Но сейчас, когда многое, не только моя жизнь или жизни Хранительниц, поставлены на кон. Сейчас решается судьба сотен людей! И вдруг такое?!

Мы украли необходимое оружие и снаряжение.

Угнали и разбили вертолет. Сражались со своими же друзьями и убивали их. Умирали сами! Ради чего?! Чтобы увидеть разгромленный лагерь?!

Я аккуратно опустил Джеймса на землю, мимолетно проверил его состояние. Датчики «умной брони» показывали, что пульса нет, как и иных признаков жизни…

«Наверное, датчики сломаны… — вяло подумал я. — Как-никак прямое попадание гранатой…»

Я открыл щиток на шлеме американца, удивился застывшим открытым глазам. Как можно так крепко спать?! Потом заботливо закрыл щиток, чтобы не было обморожения, и выпрямился. Еще раз обвел побоище взглядом и пошел вперед.

Я шел среди тел солдат, останавливался возле каждого человека. Торопливо проверял пульс и шел дальше. Все мертвы…

Раны на телах людей однозначно указывали на уже знакомых «обезьян», что так неожиданно напали на наш Гарнизон. Значит, они и здесь успели поживиться. Осталось только надеяться, что остальные люди, если они есть, успели все-таки спрятаться в укрытие.

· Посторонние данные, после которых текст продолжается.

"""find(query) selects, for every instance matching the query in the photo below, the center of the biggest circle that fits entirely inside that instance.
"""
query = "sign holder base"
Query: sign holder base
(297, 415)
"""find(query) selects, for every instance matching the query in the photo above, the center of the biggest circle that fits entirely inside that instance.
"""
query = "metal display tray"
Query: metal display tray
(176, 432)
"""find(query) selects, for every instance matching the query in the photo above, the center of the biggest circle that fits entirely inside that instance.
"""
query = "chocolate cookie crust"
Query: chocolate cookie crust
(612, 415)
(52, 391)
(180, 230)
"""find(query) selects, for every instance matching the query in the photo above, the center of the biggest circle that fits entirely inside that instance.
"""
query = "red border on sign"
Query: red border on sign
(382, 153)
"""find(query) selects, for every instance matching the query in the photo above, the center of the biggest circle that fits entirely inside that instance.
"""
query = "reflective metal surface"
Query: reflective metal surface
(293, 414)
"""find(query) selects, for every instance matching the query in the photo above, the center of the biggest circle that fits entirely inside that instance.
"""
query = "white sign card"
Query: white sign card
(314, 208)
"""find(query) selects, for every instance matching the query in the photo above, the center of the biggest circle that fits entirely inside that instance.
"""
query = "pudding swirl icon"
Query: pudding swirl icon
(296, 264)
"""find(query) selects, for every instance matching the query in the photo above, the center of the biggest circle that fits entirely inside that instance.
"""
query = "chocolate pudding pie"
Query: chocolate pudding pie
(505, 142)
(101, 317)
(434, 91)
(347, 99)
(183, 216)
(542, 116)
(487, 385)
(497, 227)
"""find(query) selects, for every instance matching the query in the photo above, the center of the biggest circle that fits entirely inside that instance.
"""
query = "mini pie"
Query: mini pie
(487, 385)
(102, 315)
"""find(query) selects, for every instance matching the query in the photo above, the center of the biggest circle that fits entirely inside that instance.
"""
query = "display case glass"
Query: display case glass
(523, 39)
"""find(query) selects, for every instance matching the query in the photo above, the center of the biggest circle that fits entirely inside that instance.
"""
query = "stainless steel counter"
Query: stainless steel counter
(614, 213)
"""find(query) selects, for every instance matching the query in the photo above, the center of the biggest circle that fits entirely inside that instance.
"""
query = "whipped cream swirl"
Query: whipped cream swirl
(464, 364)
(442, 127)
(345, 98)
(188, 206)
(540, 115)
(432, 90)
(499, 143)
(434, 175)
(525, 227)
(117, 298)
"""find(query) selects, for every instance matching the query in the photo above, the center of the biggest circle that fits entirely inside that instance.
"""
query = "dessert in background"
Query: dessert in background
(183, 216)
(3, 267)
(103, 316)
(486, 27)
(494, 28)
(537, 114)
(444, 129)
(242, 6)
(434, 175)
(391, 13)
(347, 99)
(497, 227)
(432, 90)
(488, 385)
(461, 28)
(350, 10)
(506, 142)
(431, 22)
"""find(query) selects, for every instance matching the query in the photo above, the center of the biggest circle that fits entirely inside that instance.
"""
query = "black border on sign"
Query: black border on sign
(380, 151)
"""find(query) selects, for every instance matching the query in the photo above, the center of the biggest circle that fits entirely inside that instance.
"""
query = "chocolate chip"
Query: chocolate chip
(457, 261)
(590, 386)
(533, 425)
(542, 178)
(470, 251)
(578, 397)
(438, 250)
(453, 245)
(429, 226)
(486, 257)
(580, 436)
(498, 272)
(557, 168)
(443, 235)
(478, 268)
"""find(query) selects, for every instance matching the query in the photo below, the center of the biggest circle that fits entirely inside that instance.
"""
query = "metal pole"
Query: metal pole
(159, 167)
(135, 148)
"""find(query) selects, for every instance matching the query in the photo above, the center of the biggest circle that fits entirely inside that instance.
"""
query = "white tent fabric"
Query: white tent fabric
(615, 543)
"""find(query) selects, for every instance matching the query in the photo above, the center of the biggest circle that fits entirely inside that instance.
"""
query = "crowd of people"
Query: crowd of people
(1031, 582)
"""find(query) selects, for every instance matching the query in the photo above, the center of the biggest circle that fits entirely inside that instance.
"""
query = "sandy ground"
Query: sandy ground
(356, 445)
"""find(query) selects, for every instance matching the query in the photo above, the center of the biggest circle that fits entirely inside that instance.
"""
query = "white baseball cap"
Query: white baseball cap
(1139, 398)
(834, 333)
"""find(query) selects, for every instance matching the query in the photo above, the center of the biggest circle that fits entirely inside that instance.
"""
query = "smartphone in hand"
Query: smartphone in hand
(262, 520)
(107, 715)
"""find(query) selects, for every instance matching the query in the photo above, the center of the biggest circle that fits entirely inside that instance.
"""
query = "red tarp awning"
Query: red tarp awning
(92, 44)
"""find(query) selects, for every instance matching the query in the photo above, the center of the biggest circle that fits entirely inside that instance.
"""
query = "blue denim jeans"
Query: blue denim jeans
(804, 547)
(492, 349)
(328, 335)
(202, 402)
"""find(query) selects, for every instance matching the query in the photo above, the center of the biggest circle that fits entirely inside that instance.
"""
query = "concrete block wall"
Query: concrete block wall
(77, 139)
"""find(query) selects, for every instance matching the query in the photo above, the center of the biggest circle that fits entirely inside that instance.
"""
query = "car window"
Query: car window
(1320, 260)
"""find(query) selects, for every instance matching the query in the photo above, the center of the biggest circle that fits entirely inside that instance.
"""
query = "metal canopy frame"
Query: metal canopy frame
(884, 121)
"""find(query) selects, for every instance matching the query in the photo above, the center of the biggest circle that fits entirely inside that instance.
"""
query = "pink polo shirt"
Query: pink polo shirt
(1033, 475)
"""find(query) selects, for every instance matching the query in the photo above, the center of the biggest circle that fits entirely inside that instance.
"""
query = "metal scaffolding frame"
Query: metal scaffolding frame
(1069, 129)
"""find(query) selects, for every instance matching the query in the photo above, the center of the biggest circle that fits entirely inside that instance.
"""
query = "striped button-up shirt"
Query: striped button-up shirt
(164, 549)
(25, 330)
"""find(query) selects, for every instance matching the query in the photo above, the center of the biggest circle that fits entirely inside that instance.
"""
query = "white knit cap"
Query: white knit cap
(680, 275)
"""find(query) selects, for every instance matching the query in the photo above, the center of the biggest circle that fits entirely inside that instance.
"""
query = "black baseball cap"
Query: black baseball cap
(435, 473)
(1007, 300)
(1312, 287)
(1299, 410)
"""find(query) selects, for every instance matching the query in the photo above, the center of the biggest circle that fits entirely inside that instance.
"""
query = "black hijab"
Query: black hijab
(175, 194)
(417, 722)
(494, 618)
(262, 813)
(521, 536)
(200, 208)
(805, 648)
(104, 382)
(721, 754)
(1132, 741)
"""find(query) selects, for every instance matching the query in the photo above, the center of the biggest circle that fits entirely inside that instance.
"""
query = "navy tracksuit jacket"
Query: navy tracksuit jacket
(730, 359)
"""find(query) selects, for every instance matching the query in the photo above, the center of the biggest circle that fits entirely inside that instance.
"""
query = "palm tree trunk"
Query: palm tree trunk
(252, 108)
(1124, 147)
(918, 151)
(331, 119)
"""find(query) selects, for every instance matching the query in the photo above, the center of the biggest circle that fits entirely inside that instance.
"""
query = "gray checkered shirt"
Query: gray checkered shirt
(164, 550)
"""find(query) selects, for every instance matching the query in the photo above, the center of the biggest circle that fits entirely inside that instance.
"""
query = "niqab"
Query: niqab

Я вдруг почувствовал, что боли в раненой руке уже нет, равно как и каких-либо других болезненных ощущений. Бросив взгляд на болтающуюся руку, я с удивлением увидел кусок льда. Замерзшая корка крови покрывает комбинезон, взрыхленная пулями ткань застыла.

Я попытался пошевелить пальцами, но не смог, будто у меня их и нет. Не на шутку испугавшись, я тронул здоровой рукой рану, но боли вновь не возникло. И тогда уже меня проняло всерьез.

Я должен дойти! Должен!

В голове пульсировала только эта мысль. Я не могу так глупо умереть! Я должен дойти, чтобы все принесенные «метели» жертвы не оказались напрасными!

Я метнулся к завалившейся на бок вертушке. С трудом одной рукой открыл заклиненную перекосом дверь, сунулся в кабину. Долго и тревожно перерывал все вещи, что были разбросаны вперемешку с мертвецами внутри. Но под пальцы попадалось все, что угодно, но не то, что нужно. Наконец, уже отчаявшись, я заметил под лавкой красную коробочку с белым крестом. Издав победный крик, который был больше похож на рев затравленного зверя, я бросился к ней. Одним движением рванул крышку, едва не разбросав по полу содержимое. Десантным ножом я долго и тщательно соскребал с комбинезона кровь, а когда ее течение не возобновилось, воткнул лезвие в рану.

Я почти с облегчением почувствовал слабую боль. Нажал на лезвие сильнее, застонал, но не от усилившейся боли, а застонал от радостной надежды, что еще нет обморожения. Большим пальцем я лихо вытолкнул пробку с медицинской склянки, полил спиртом рану. Засыпал обеззараживающим порошком, потом прямо на комбинезон намотал бинт. Не остановившись, наглотался разных таблеток, начиная от анальгина, заканчивая витамином С. И только после всего этого вышел наружу.